Still, let me be the first to say that I shouldn’t over-sell these findings. I’d feel so much better if that p-value were below .05, but it’s not. But then I don’t want to under-sell these findings either. That losing might cause short-term harm to team morale is one thing. That it might affect talent in the long term is another. But let’s assume for a moment that these are real findings. Should the Astros really worry about it? In theory, if Houston wanted to buy their way to a shot at a .500 record, it would probably take adding another 10 wins or so to their current team. Shopping for that on the free agent market, even if we assume that they would find some bargains, would take something on the order of $50 million dollars. Probably more. Plus, finishing .500 would mean less money in the pool next year for draft picks and international signings. Yes, they might lose the contributions of one player in a couple years as a result of all the losing, but they can paper over that crack with a couple million. We come to the rather bleak conclusion that even if we grant that the effects of losing are real and are as big as the Cox Regression believes them to be, the Astros should actually ignore them. It’s a cost of doing business.
The Great Experiment
If there’s something to be said about the Astros' Great Experiment, it’s that this is a rebuild in its purest form. There have been critiques that the Astros' front office has been treating players “like robots,” ignoring the human element and assuming the players won’t notice. The commentariat have also lately taken to wondering whether we can put numbers to how much losing affects the actual guys in the clubhouse. These findings suggest that there really are negative effects from living in an environment of constant losing. However, while there are negative effects, speaking from a talent accumulation point of view, fixing them isn’t worth it. Make whatever aesthetic case you want.
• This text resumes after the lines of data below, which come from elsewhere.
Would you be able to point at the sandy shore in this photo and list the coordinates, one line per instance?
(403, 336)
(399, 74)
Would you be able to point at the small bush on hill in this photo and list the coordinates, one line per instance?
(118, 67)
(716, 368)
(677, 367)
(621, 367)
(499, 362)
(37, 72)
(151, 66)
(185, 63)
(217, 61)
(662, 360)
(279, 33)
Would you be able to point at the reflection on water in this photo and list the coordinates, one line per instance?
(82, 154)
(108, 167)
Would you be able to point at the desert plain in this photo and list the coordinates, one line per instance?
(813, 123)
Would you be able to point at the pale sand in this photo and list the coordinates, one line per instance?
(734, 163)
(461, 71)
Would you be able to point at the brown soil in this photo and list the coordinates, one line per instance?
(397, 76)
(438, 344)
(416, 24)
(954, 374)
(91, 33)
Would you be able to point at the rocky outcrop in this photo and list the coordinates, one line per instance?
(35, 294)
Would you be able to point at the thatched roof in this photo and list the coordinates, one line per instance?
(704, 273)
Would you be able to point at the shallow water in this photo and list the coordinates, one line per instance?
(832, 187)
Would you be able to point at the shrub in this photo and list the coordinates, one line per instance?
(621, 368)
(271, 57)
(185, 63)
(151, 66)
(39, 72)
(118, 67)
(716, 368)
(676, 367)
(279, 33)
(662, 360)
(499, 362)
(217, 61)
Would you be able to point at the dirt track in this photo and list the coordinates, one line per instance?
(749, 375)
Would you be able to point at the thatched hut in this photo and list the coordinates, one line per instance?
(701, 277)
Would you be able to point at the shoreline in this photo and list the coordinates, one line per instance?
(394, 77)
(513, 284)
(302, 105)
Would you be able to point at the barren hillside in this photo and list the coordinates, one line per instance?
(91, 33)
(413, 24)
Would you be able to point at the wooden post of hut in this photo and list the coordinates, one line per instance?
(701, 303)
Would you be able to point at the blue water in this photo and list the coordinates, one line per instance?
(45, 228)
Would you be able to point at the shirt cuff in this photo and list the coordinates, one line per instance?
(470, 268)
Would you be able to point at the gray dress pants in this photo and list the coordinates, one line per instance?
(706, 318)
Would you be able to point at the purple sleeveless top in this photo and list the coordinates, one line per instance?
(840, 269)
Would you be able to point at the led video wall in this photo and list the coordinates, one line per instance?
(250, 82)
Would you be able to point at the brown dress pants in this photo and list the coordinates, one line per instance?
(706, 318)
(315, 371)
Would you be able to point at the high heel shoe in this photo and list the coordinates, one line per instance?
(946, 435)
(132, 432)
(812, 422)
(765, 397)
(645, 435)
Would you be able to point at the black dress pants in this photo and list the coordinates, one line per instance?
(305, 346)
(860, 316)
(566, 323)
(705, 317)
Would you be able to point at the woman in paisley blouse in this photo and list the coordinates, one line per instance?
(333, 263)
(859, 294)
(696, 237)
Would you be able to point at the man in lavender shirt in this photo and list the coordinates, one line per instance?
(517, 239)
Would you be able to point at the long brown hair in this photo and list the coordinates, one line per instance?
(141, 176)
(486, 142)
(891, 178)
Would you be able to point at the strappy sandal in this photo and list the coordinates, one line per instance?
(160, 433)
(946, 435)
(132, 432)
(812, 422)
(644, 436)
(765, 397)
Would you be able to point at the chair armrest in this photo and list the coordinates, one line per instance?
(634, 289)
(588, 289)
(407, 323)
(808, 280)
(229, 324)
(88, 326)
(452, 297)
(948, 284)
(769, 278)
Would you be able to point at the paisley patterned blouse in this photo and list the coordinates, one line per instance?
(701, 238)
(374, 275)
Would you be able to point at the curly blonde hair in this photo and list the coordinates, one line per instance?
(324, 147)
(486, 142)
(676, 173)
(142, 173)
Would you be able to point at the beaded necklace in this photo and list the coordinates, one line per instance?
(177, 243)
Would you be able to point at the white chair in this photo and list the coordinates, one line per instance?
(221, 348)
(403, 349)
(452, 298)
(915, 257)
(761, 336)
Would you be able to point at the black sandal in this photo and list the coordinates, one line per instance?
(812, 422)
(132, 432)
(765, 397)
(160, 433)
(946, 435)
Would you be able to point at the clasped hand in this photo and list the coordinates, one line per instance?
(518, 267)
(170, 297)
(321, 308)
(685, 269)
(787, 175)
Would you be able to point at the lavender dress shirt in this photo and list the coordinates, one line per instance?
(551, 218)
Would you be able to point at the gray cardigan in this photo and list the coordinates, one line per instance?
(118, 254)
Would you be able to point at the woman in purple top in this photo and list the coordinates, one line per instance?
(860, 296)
The Astros are betting that when the new talent shows up and the team is competitive again, all will be forgiven, both among the fans and the potential free agents they might wish to sign to augment their roster. It’s a big bet, but one that I think history shows they will win … assuming the talent on the farm comes through. If the goal is to win a World Series, the Astros are following a plan that makes logical sense. I don’t know whether they calculated in advance what the “human cost” might be, or whether they had made contingency plans for when the grumblings of discontent arose. If they did those calculations, they clearly agreed that this would not be a big issue; if they didn’t, then they guessed right.